CASE 7: Basal cell carcinoma


Clinical History:

This 66-year-old man is an avid sport fisherman who operates a charter boat out of Islamorada in the Florida Keys. He has noted a slowly enlarging nodule on the outer helix of his right ear. His physician noted that the nodule was pearly pink, 1.1 cm in diameter, with a central umbilicated ulcerated area.
  1. What is the diagnosis?
  2. This is a basal cell carcinoma (BCC). This skin malignancy and squamous cell carcinoma are the most common forms of skin cancer.

  3. What patterns of growth can be seen with this lesion?
  4. These neoplasms grow slowly but persistently. Most often they are unifocal, but sometimes they can be multifocal.

  5. What is the prognosis?
  6. Basal cell carcinoma has a cure rate of nearly 100% with surgical excision, because the lesions are slow-growing and remain localized for so long. Most squamaous cell carcinomas are detected early and can be cured with surgical excision. However, skin cancers are malignant and will continue to grow and infiltrate, so have the potential to become serious. Lesions on the face can involve critical structures such as eyelids and require careful plastic surgical repair. Skin cancer is, in fact, the most common type of cancer in light-skinned persons, but it does not appear on charts listing cancer rates and cancer deaths because it is so curable. Melanomas, though far less frequent than squamous cell or basal cell carcinomas, are not indolent and can kill the patient in many cases.

  7. Worst case scenario: what would you do if the patient had seen another physician who did not properly treat a basal cell carcinoma of the eyelid, and now the patient may lose the eye?
  8. Negligence requires not just a mistake, but a mistake that should not have happened, i.e. sub-par treatment or failure to meet the 'standard of care' AND that some harm resulted from the mistake. It is not easy to prove, since the course of disease is variable, as well as treatment outcomes. Thus when it does happen (i.e., someone is charged with it) it is probably best to not to express an opinion unless you know all the details.

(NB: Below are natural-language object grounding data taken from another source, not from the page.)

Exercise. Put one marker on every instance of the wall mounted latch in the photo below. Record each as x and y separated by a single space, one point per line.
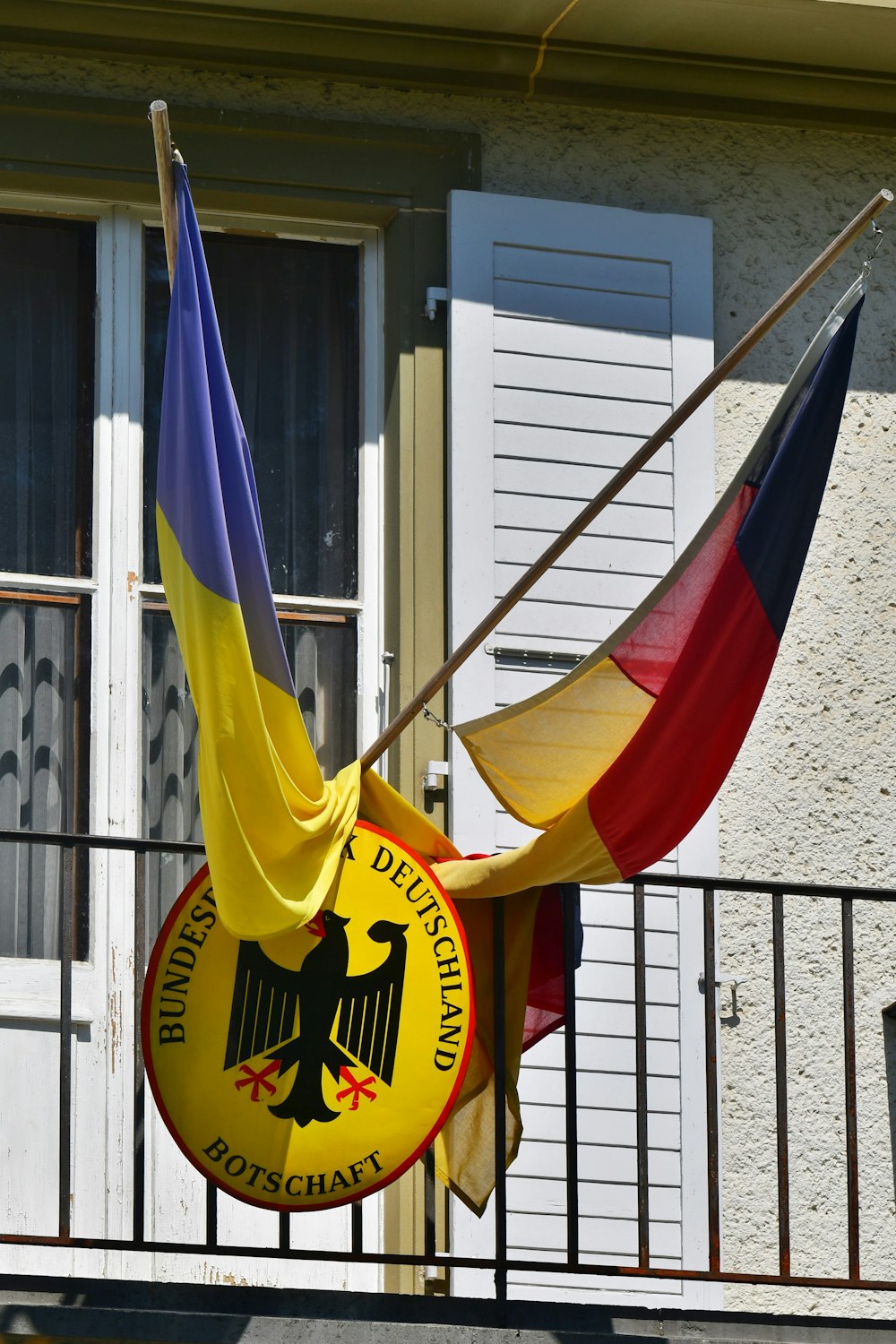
435 296
435 773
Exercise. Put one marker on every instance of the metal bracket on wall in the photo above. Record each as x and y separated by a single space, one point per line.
435 296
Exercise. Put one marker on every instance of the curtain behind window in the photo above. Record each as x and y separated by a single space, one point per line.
37 769
47 279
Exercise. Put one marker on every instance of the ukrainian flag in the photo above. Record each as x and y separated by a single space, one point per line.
274 830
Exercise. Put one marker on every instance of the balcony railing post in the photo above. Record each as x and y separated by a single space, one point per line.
570 908
849 1070
641 1074
780 1082
712 1075
500 1105
66 943
140 1109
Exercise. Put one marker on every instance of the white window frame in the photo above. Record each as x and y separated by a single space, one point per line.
30 986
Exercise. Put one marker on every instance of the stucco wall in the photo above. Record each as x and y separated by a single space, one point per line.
812 796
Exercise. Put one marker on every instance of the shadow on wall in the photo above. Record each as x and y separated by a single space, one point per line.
890 1058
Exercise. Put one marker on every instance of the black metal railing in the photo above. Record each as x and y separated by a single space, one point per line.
504 1262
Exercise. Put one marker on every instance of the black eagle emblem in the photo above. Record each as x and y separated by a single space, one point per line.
343 1021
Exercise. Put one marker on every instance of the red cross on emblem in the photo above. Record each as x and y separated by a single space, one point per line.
257 1080
355 1088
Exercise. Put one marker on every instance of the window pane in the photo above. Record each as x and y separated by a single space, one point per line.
323 658
169 763
47 279
39 744
288 314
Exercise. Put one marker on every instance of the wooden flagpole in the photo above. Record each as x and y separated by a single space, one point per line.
164 159
625 475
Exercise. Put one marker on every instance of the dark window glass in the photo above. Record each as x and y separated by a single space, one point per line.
288 314
47 279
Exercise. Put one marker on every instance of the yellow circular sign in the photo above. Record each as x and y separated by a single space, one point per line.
308 1070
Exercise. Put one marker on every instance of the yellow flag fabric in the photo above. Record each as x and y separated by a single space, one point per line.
273 827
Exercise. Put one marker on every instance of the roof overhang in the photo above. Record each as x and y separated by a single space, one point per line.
825 64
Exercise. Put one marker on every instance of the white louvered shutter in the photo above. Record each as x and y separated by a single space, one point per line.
573 330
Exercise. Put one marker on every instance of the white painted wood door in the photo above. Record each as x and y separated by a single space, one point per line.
104 1019
573 330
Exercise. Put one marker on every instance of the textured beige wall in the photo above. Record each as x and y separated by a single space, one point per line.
812 796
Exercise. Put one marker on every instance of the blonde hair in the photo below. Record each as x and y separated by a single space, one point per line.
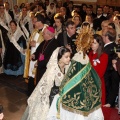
84 40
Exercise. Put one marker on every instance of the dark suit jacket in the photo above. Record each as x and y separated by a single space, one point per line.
97 23
108 50
70 40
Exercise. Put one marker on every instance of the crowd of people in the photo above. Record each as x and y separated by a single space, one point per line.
66 54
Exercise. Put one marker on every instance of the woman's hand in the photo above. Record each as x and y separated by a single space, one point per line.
33 43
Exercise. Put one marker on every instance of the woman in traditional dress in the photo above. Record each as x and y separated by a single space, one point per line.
39 101
15 51
80 91
99 61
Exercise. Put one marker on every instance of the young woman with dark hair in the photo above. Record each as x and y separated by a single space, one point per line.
99 61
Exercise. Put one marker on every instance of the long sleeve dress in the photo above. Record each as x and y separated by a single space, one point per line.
100 66
14 57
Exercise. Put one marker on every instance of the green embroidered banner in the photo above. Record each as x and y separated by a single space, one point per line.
80 90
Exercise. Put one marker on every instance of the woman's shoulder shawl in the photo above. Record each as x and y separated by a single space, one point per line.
80 89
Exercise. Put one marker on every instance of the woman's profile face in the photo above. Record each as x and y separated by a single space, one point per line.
95 45
58 23
65 58
13 26
76 21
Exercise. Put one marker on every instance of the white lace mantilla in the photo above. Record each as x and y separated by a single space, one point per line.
38 102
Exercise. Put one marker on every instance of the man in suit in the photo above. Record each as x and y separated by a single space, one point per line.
109 36
7 8
98 20
68 37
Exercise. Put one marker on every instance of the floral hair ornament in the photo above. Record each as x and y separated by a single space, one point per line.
84 40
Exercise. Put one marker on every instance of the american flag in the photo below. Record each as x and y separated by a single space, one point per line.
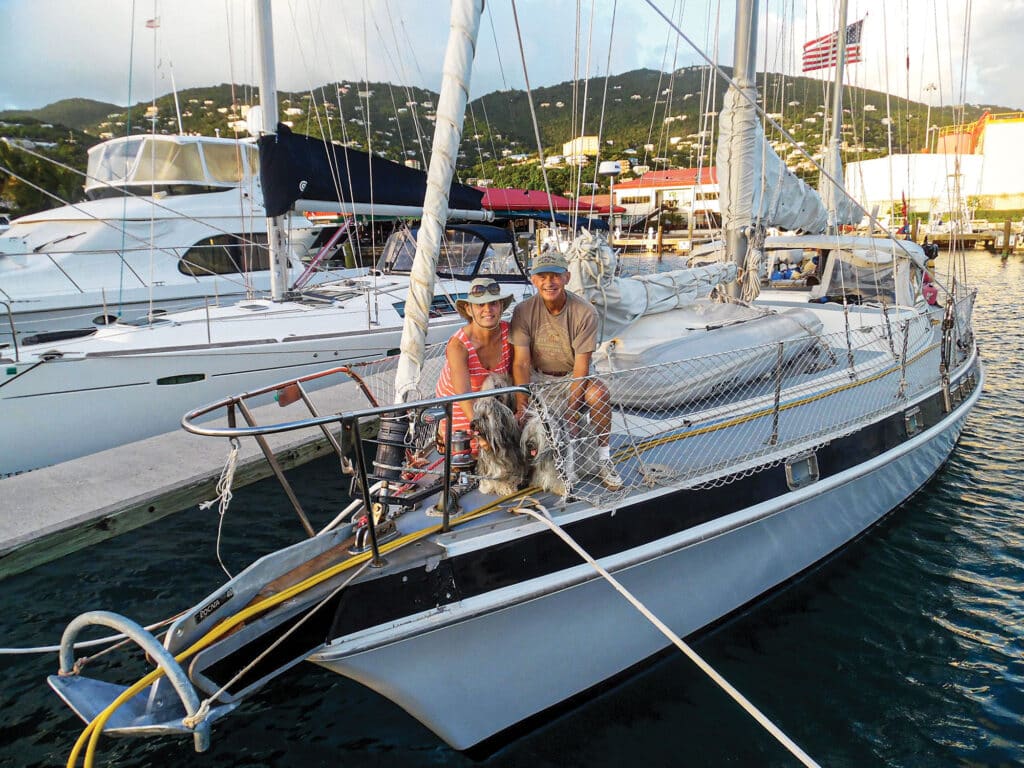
822 52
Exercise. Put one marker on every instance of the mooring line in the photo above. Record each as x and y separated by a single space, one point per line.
541 513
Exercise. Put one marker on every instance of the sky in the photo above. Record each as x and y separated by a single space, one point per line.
103 49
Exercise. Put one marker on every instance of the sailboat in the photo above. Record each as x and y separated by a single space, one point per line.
127 380
476 612
170 222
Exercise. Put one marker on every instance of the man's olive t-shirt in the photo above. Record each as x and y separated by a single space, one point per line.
554 340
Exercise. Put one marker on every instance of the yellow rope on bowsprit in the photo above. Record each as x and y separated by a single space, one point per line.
92 731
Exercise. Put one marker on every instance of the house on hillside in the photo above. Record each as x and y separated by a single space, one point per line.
678 195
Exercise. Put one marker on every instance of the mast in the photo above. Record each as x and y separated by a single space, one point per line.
744 73
268 100
830 192
448 132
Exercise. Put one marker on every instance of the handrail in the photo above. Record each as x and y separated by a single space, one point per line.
187 419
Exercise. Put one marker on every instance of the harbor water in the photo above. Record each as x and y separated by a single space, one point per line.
904 649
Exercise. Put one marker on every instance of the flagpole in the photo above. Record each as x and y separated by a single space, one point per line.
835 166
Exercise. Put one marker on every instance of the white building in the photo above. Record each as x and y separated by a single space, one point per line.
978 164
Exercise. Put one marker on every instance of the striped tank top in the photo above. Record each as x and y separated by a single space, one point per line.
477 373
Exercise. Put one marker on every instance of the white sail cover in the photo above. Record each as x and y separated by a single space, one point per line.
621 301
451 112
760 188
834 195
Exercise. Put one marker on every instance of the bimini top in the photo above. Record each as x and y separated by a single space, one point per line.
178 165
294 167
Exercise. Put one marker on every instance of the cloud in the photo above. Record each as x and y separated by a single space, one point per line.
60 48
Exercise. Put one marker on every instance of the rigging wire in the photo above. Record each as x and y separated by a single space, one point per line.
532 115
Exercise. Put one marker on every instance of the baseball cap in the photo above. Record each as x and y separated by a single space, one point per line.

    If this is a true case of negligence, you should empathize with the patient, not the doctor who made the mistake. You should consider telling the patient to get legal counsel, if the patient hasn't already done so, and offer to act as an expert witness if necessary. You should consider reporting the case to the governing body for medical licensure. Hiding the truth will make you suspect as well.

    Don't fall into the trap of reflexly blaming those in the legal profession for problems in medical practice. All too often people who are guilty of something want to put the blame elsewhere. It is a classic defense mechanism. From large scale studies of adverse patient outcomes, it is found that only about 10% of all cases involving some degree of negligence go to litigation.

    A good doctor cares about his patients, and ethics puts the patient's best interests above one's own and that of other doctors.